Na verdade, uma experiência inesquecível para a sua vida, ao ponto de dizer que “Não resta dúvida de que o tão gabado regime de penitenciária oferece resultados falsos, meramente aparentes. Esgota a capacidade humana, desfibra a alma, avilta, caleja e só oficiosamente faz do detento ‘remido’ um modelo de sistemas regeneradores”. Mas, na verdade, a figura do professor Alieksandr Pietróvitch Gorjantchikov é puramente ficcional. A experiência na penitenciária foi vivida pelo próprio Dostoiévski, preso em abril de 1849, vendo-se condenado à morte por fuzilamento em dezembro, acusado de envolvimento na conspiração do revolucionário Mikhael Petrachévski, que objetivava assassinar o Czar Nicolau I. Ele sempre negou a sua participação no evento, embora reconhecesse que era um opositor do regime totalitário e feudal czariano.

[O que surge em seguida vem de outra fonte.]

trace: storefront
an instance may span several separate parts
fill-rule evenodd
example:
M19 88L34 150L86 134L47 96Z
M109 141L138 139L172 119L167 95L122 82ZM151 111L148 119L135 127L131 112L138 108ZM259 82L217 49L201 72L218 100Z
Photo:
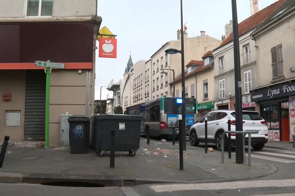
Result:
M206 102L198 103L197 110L199 114L199 119L202 119L206 114L212 110L213 107L213 101Z
M295 80L253 89L251 101L259 103L267 122L268 140L290 141L295 134Z

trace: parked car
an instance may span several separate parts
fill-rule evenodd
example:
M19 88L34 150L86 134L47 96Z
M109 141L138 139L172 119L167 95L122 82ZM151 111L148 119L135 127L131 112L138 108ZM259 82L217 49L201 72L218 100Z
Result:
M262 149L267 142L268 130L267 122L257 112L243 111L243 130L257 130L257 134L251 134L251 146L254 150ZM215 110L206 114L201 121L193 125L189 131L189 141L192 146L198 146L205 140L205 118L207 119L207 142L216 144L217 148L221 149L222 133L228 129L229 117L231 120L231 130L236 131L236 111L235 110ZM228 148L227 136L225 138L225 149ZM231 144L236 142L236 134L231 134ZM248 143L248 134L245 137L245 143Z

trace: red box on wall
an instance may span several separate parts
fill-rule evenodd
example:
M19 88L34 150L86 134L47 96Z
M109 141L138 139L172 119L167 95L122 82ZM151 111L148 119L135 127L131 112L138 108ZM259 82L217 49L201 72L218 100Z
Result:
M11 98L11 95L10 93L3 93L2 95L2 99L4 101L9 101L10 100L10 98Z

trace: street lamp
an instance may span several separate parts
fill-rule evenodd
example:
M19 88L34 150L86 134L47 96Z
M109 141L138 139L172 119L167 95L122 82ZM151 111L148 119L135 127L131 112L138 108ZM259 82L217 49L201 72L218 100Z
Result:
M175 97L175 83L174 82L175 80L175 77L174 75L174 70L172 70L171 69L162 69L162 70L163 71L162 71L162 72L161 72L161 74L167 74L167 72L164 71L164 70L170 70L173 72L173 97Z
M180 22L181 28L181 49L178 50L175 49L166 49L165 52L167 54L173 54L177 53L181 54L181 129L179 131L179 163L180 170L183 170L183 150L185 150L185 92L184 84L184 47L183 46L183 21L182 19L182 0L180 0ZM183 143L183 144L182 144Z
M101 114L101 87L107 87L108 86L100 86L100 100L99 100L99 114Z

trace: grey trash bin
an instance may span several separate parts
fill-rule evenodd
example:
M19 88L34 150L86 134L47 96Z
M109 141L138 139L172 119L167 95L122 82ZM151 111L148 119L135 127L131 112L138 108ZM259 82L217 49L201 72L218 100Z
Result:
M85 154L89 150L90 118L85 115L69 117L71 154Z
M127 151L135 155L139 148L142 117L138 115L100 114L95 117L95 152L100 156L111 148L111 130L116 130L115 151Z

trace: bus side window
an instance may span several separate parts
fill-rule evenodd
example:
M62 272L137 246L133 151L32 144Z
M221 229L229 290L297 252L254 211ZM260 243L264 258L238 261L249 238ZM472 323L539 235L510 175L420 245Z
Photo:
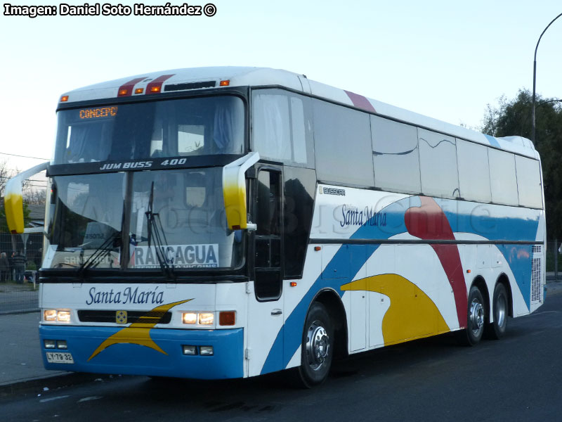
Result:
M252 94L252 149L266 159L313 166L310 99L280 89Z

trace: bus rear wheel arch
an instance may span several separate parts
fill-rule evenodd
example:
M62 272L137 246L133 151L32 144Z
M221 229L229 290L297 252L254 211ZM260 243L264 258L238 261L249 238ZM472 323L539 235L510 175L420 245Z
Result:
M466 327L458 331L459 343L466 346L478 344L484 333L487 315L486 302L478 285L473 283L469 291Z
M507 330L507 319L510 313L509 295L502 281L498 281L494 288L492 312L493 321L486 324L486 338L499 340L505 335Z
M324 305L314 302L308 309L303 331L299 381L306 388L324 382L334 357L334 331Z

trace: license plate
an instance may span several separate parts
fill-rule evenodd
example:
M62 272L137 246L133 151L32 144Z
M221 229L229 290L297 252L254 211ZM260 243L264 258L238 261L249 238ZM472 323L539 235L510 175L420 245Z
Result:
M74 364L74 359L70 353L60 352L46 352L47 362L49 364Z

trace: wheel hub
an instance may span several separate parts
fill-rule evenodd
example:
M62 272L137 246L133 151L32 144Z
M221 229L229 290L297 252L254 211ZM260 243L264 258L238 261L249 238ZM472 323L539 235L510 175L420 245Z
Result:
M329 351L329 338L320 321L315 321L308 328L306 335L306 356L308 365L318 371L324 364Z
M499 327L503 327L505 324L507 309L507 304L506 303L505 298L504 296L499 296L497 299L495 312L496 323Z
M478 333L484 326L484 307L476 299L470 305L470 321L474 333Z

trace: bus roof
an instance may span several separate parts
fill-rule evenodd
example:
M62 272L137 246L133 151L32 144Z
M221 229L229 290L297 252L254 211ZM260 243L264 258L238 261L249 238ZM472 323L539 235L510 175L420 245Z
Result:
M223 82L222 81L228 81ZM490 145L518 154L539 158L532 143L521 136L495 138L466 127L447 123L339 88L308 79L303 75L269 68L208 67L147 72L66 92L66 103L102 100L120 96L187 91L213 87L281 86L332 101L362 109L393 120L450 136Z

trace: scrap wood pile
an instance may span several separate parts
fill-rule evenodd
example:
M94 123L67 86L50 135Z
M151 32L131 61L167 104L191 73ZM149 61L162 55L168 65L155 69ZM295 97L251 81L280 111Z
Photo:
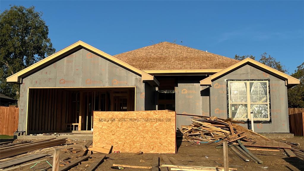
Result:
M185 165L181 162L172 157L168 157L164 155L160 158L153 157L152 158L152 166L133 166L130 165L121 165L113 164L112 169L122 169L125 168L130 168L133 170L136 170L136 169L151 169L152 171L158 171L160 169L161 171L168 171L170 170L180 170L183 171L224 171L223 167L208 167L201 166ZM163 162L160 159L162 159ZM237 170L236 168L229 168L229 170Z
M259 163L263 163L263 161L245 146L284 149L288 156L293 156L289 153L292 152L290 145L270 139L236 124L244 123L243 122L233 120L232 118L223 119L215 116L192 118L192 123L182 126L180 131L185 138L192 144L213 143L216 145L216 148L221 148L223 142L227 141L231 150L244 161L251 160ZM302 154L304 157L304 153Z

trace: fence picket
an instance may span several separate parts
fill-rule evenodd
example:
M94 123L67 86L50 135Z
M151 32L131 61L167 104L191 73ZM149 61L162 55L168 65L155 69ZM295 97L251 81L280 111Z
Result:
M0 106L0 134L10 136L18 129L19 108Z

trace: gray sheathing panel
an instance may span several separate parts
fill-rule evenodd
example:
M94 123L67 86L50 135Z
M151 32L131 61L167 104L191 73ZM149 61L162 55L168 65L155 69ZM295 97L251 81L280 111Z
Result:
M227 118L227 79L270 79L271 123L254 123L258 132L289 132L287 88L285 81L247 65L213 81L210 88L211 114ZM240 124L245 127L247 125Z
M155 88L145 83L145 110L156 110L155 101Z
M175 88L175 110L177 113L209 116L209 89L201 86L199 80L205 77L180 76ZM192 123L191 117L177 115L176 126Z
M145 109L145 85L147 84L143 82L141 76L85 49L79 50L22 79L19 131L26 130L29 87L136 86L136 110ZM150 89L152 91L153 88Z

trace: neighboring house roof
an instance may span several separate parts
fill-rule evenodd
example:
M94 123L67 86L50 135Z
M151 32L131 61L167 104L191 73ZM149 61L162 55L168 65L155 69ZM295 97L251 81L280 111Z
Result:
M0 99L5 99L6 100L9 100L9 101L11 101L12 102L16 102L17 101L17 100L11 97L10 97L8 96L6 96L4 95L4 94L0 93Z
M159 84L159 83L153 76L81 41L77 42L9 77L6 78L6 81L20 83L21 82L21 78L22 76L36 71L41 68L55 61L58 59L66 55L71 52L77 50L81 48L84 48L89 51L91 51L141 75L142 79L143 81L147 81L150 84L155 83L156 84L158 85Z
M158 72L156 73L215 73L239 61L223 56L165 42L114 56L135 67L151 73L156 73L156 72ZM183 71L174 71L175 70L183 70ZM155 70L158 71L156 71Z
M270 72L282 79L285 80L285 84L286 86L290 87L300 84L300 80L295 78L252 59L247 58L234 65L201 80L200 82L201 85L211 86L212 81L224 75L237 69L247 64L253 65L261 70Z

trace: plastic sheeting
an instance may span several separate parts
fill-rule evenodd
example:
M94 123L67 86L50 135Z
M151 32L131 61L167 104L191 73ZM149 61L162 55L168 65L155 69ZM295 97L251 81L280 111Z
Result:
M267 83L265 82L250 82L250 102L264 103L267 102ZM254 118L268 118L268 106L267 104L252 104L250 112Z
M265 103L267 102L267 83L265 82L250 82L250 102ZM234 82L230 83L231 102L240 103L231 104L230 109L232 116L236 118L247 118L247 105L241 104L247 102L247 84L245 82ZM267 104L255 104L250 105L251 112L254 118L268 118L268 106ZM235 115L233 116L235 114Z

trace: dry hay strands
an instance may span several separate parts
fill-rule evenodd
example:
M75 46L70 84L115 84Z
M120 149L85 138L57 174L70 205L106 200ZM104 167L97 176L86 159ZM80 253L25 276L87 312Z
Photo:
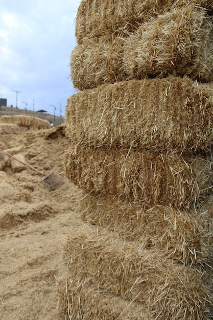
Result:
M209 194L212 172L207 156L71 146L67 177L89 192L150 205L188 208Z
M204 148L213 138L213 90L188 77L122 81L67 100L67 134L96 147Z
M64 320L154 320L141 304L101 291L72 278L58 282L60 318Z
M0 118L0 124L2 123L13 124L32 129L50 128L50 123L47 120L28 116L3 116Z
M213 79L212 18L189 5L141 25L123 45L128 79L169 74Z
M86 280L106 293L134 300L154 318L201 319L209 311L208 273L174 263L164 252L144 250L114 234L89 230L68 239L64 256L79 286Z
M210 0L82 0L76 16L75 35L80 43L86 37L100 37L117 29L132 31L151 17L189 4L203 7L208 15L212 14Z
M0 123L0 134L12 134L25 131L25 130L27 130L27 128L25 127L20 127L16 124Z
M120 34L100 39L86 38L75 47L69 64L74 87L84 90L127 79L123 70L123 37Z
M205 10L188 5L153 18L129 36L118 32L85 38L71 54L74 86L84 90L170 74L212 81L212 19L206 18Z
M169 207L149 207L113 196L86 193L79 210L83 221L113 231L124 240L137 241L145 249L164 250L188 265L212 261L213 211L210 208L181 212Z

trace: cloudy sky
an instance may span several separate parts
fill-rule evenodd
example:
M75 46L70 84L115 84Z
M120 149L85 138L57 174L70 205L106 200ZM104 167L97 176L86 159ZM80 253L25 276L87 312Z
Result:
M2 0L0 98L8 106L64 115L80 0ZM27 105L26 104L27 103ZM61 110L61 111L60 111Z

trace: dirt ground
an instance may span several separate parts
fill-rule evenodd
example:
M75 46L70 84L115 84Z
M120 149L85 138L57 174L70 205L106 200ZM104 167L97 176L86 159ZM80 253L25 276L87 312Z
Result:
M63 126L2 134L0 149L64 184L54 191L43 176L0 152L0 319L58 319L58 279L64 276L63 246L81 227L81 191L65 176L70 141Z

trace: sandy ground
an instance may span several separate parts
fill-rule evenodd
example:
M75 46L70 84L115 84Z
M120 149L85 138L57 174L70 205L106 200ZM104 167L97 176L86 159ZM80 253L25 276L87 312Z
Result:
M60 317L57 284L66 273L63 243L83 224L81 192L63 172L69 143L63 126L0 136L2 150L64 182L51 191L41 175L0 152L1 320Z

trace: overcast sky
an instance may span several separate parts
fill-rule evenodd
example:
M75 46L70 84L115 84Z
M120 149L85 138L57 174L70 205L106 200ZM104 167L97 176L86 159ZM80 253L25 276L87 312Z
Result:
M1 0L0 98L7 105L64 115L80 0ZM13 91L14 90L14 91ZM26 105L27 103L27 105ZM61 109L61 111L60 111Z

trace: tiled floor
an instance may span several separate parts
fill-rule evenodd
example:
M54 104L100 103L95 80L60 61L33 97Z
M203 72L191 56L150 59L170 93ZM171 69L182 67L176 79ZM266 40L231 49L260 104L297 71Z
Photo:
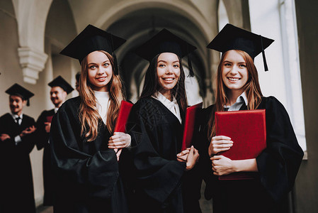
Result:
M37 213L53 213L53 207L38 207L36 209Z
M205 188L205 185L203 182L201 187L201 199L200 200L200 206L201 207L202 213L212 213L212 200L206 200L204 198L203 192ZM37 213L53 213L53 207L39 207L37 209Z

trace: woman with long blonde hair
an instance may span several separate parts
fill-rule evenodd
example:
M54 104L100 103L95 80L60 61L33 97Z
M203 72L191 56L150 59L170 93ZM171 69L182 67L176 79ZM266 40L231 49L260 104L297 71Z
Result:
M118 160L130 135L114 132L124 99L113 51L125 40L89 25L62 52L81 65L79 97L52 119L55 212L128 212Z
M303 156L288 114L273 97L261 91L254 58L273 40L227 24L208 45L222 52L217 73L215 104L203 111L200 165L206 182L205 197L213 212L287 212L287 195ZM232 160L222 152L236 145L216 135L215 112L266 110L267 147L255 158ZM230 122L230 121L229 121ZM254 178L222 180L234 173L250 172Z

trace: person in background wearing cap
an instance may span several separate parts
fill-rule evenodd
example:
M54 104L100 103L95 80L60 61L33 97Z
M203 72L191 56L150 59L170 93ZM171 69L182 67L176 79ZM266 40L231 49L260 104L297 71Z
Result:
M188 106L181 58L195 49L163 29L135 51L150 64L128 120L140 136L132 142L134 212L201 212L194 182L186 182L199 154L193 146L181 152Z
M34 95L18 84L8 88L11 113L0 117L0 212L35 212L29 154L35 145L35 121L22 113Z
M66 101L51 124L55 213L128 212L118 160L130 136L113 132L124 99L113 52L125 42L89 25L60 53L78 59L81 72L79 96Z
M274 97L262 95L254 58L273 40L227 24L208 45L222 53L217 72L215 104L205 109L201 140L205 148L199 164L206 182L205 197L213 212L287 212L287 195L294 185L303 152L288 114ZM215 136L214 112L266 109L267 148L254 159L232 160L219 154L235 145ZM205 119L204 119L205 118ZM236 172L257 173L253 180L219 180Z
M81 77L81 72L77 72L75 75L75 80L76 80L76 83L75 83L75 89L77 90L77 92L79 92L79 77Z
M65 102L67 94L74 89L61 76L58 76L50 82L50 95L52 103L55 106L51 110L43 111L36 121L36 147L38 150L43 148L43 184L44 206L52 206L54 202L55 178L52 171L51 151L49 143L49 134L51 129L51 121L62 104Z

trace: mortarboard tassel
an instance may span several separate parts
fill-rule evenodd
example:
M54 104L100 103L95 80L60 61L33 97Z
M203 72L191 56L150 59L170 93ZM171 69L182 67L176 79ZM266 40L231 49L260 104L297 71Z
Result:
M263 55L263 61L264 62L264 70L265 70L265 71L268 71L268 67L267 67L267 62L266 62L266 58L265 57L265 51L264 51L264 48L263 48L263 38L261 35L259 35L259 36L261 36L261 53Z
M186 48L187 48L187 52L189 53L188 50L188 45L186 45ZM194 76L194 72L193 72L193 69L192 68L192 63L191 63L191 59L190 57L190 53L188 54L188 66L189 67L189 75L188 75L188 77L193 77Z
M191 60L190 59L190 55L188 55L188 66L189 67L189 75L188 77L193 77L194 72L192 68Z
M116 55L115 54L115 51L114 50L114 46L113 46L113 35L110 34L110 39L111 39L111 49L112 49L112 53L113 53L113 58L114 59L114 74L115 75L118 75L118 65L117 63L117 57Z

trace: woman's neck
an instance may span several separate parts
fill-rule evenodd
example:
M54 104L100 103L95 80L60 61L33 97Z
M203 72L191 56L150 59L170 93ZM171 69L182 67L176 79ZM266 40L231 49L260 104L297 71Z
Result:
M172 95L171 89L161 89L159 92L164 95L168 100L172 101Z
M243 93L242 90L229 90L227 92L228 102L226 103L227 106L232 106L237 100L237 98Z

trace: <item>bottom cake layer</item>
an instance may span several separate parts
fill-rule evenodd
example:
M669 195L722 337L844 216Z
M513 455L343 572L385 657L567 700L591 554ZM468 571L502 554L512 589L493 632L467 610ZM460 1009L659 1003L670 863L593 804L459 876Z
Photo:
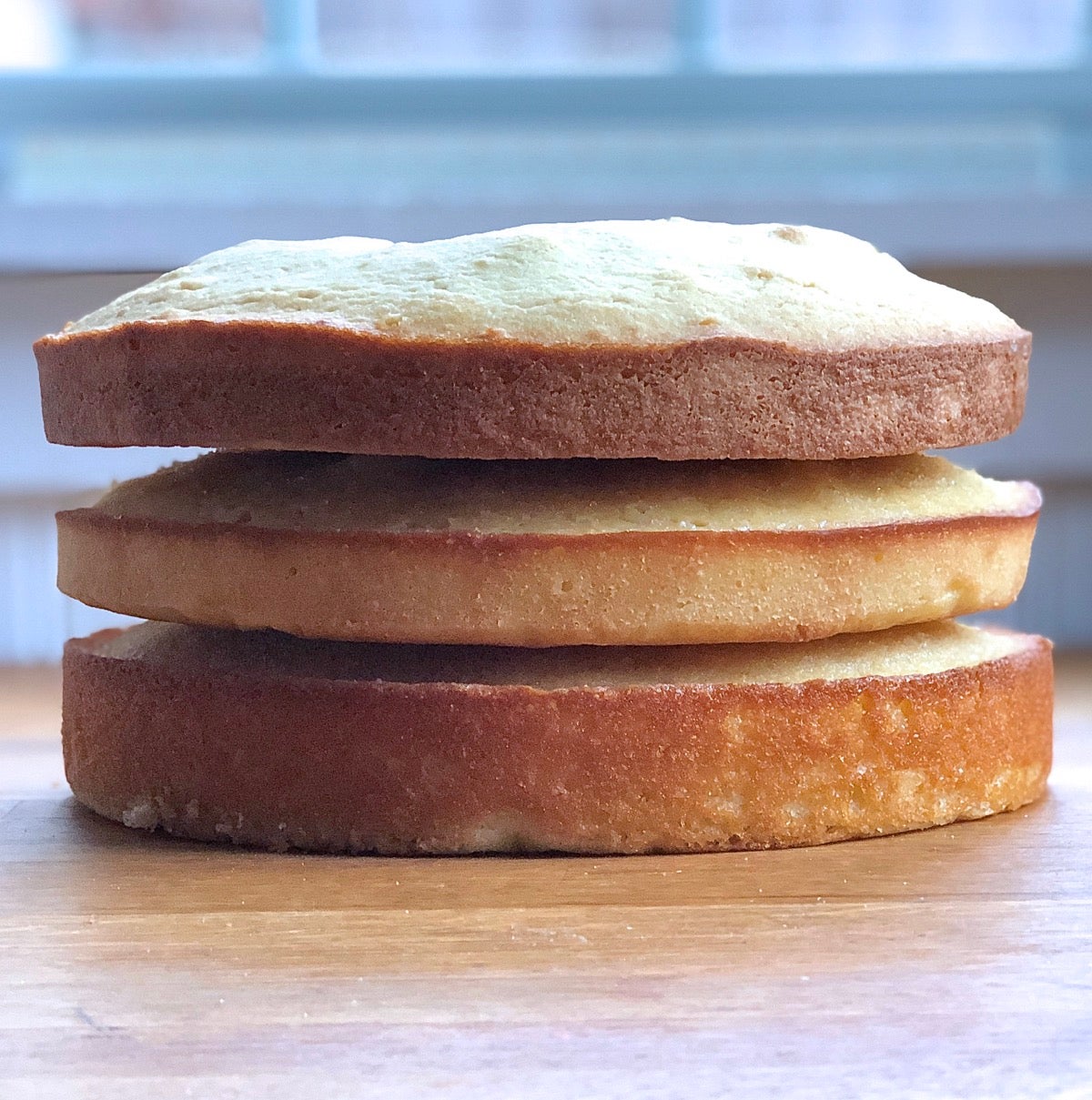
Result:
M555 650L146 623L68 644L65 766L107 817L273 849L783 847L1030 802L1051 698L1048 641L953 623Z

Na época da execução da pena, já experimentando a sensação da morte que se aproximava, após todos os rituais que antecedem aquele momento, foi comunicado que a pena foi substituída por prisão e trabalhos forçados na Sibéria. Dostoiévski, pois, foi o próprio protagonista daquela viagem ao inferno. E ele fala do dia-a-dia na prisão, numa autoanálise: “Mas o tempo flui e dei em me habituar gradativamente. À medida que os dias passavam, as realidades cotidianas iam me irritando menos. Os meus olhos, por assim dizer, iam-se habituando aos acontecimentos, ao ambiente e aos homens”.
 
Recordações da Casa dos Mortos é uma obra penetrante. Na prisão, ele fala da esperança ao dizer: “Quando o sol brilhava, a gente pensava na liberdade muito mais intensamente do que nos dias cinzentos do outono e nas horas opacas do inverno”. Sobre o sofrimento, as atrocidades praticadas pelos servidores do presídio, as condições desumanas, o uso de grilhões de ferro, inclusive nos doentes moribundos, os castigos tortuosos, a vida animalesca, ele fala: “É atroz, dá a impressão de fogo aplicado demoradamente na pele. Assa as costas como uma grelha”. O livro é um libelo contra o fracassado sistema prisional no mundo, e que permanece até hoje, século XXI, onde a prisão continua sem ressocializar o preso, transformando-se cada vez mais numa universidade do crime. Aqui em Dostoiévski, uma história contada com base na experiência vivida. Acolá, em “O colecionador de ossos”, a ficção, onde um assassino em série brinca com a polícia num jogo de gato e rato, dando pistas do próximo crime a ser praticado e da possibilidade de evitá-lo. Mas o importante em o colecionador, no livro, é a aula de investigação criminal que se dá, com todas as suas engrenagens científicas, como, por exemplo, o Princípio da Troca de Locard, que sustenta que há sempre uma troca de prova material entre o criminoso e a cena do crime ou a vítima, por mais minúscula ou difícil de detectar que possa ser essa prova. Em suma: enquanto os presos são amarrados ao silêncio, os mortos gritam, embora poucos consigam ouvi-los. Nesse sentido é que o sistema perdeu os sentidos. Nem quebra o silêncio do cárcere e, tampouco, se preocupa em escutar o sussurro dos mortos. Por isso, mais presos tornam-se doutores em silenciar a eficácia da polícia (quando saem da cadeia, com mestrado e doutorado na arte do terror) e mais mortos gritam à toa. A polícia não sabe interpretar-lhes as vozes afônicas. A polícia também está tornando-se uma surda colecionadora de ossos que não soube se ADAPTAR à visão humanista do combate ao crime.

(*) – Publicado no Jornal da Cidade, Aracaju-SE. Edição de domingo e segunda-feira, 18 e 19 de março de 2012, Caderno A, página 7.